Prenda law. A legal outfit that would seed porn and then sue downloaders for copyright violations. The idea being that people would settle to avoid being publicly humiliated by their porn viewing habits.
I worked for an investment firm that had about 75 employees, but managed $35 billion in assets. There are a lot of those. Their investments tended to be a lot of the companies ruining the world, ranging from the privatized ambulance companies to the privatized hospice care companies to the emerging-market banks, etc…etc… And that’s just one “small” investment firm.
I think the question already contains a sort of ideological trap: it assumes that a specific company can be uniquely evil, as if morality were some trait that varies between company to company.
I’m sure everyone’s heard this before:
There is no ethical consumption under capitalism.
It’s not just a slogan. It gives us insight into the very structure of capitalism. That doesn’t mean every individual act is equally bad, but the system demands a sort of baseline complicity.

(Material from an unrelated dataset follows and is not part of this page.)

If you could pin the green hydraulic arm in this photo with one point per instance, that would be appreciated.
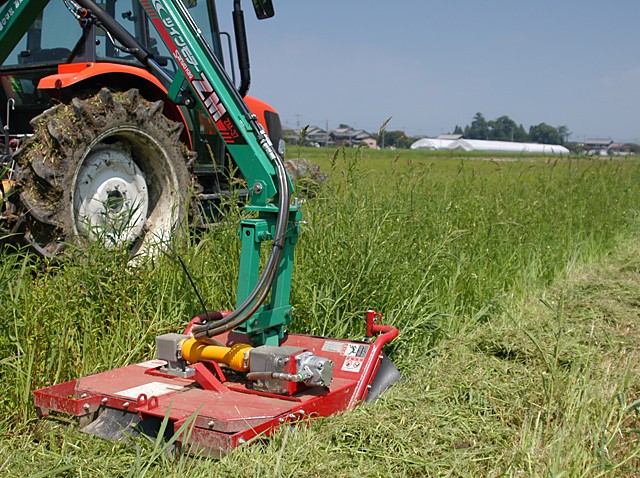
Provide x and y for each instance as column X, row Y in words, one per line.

CEOs and executives are legally required to maximize shareholder profits. Not just encouraged— legally obligated. So when Coca-Cola, for example, hires paramilitary death squads to kill labor leaders in Colombia, it’s not because it is uniquely monstrous. Replace Coca-Cola with Pepsi, or Nestle, or Amazon, or Raytheon… whatever. The logic of the system would produce the same result. If I gave the same chess position to 30 different Grandmasters… if there is a best move they will all see it and choose that best move.
Think of an ant colony. An ant colony doesn’t decide to be cruel; it expands, consumes, protects its territory, destroys threats. Is it evil when some colony wipes out another for resources? A colony committing what we could term ant genocide? No it’s not. The colony is simply acting in its nature. Much like a slime mold would expand in a radius looking for food in a petri dish.
Large corporations are like ant colonies. Complex emergent behavior resulting from a large number of individual units acting by a set of rules. The intelligence or perspective of the individual does not actually matter for the organism as a whole. As long as the individual units follow a set of rules it creates a sort of “hive-mind” pseudo-intelligence that acts in its own interests and has an almost Darwinist natural selection process.
So this is all to say that I reject the question. I don’t believe in uniquely evil companies. The horror is precisely that they’re all, in a sense, innocent. They act not out of hatred or sadism or cruelty, but because the system itself has carved out the pathways where the ball inevitably rolls down the hill following the path of least resistance.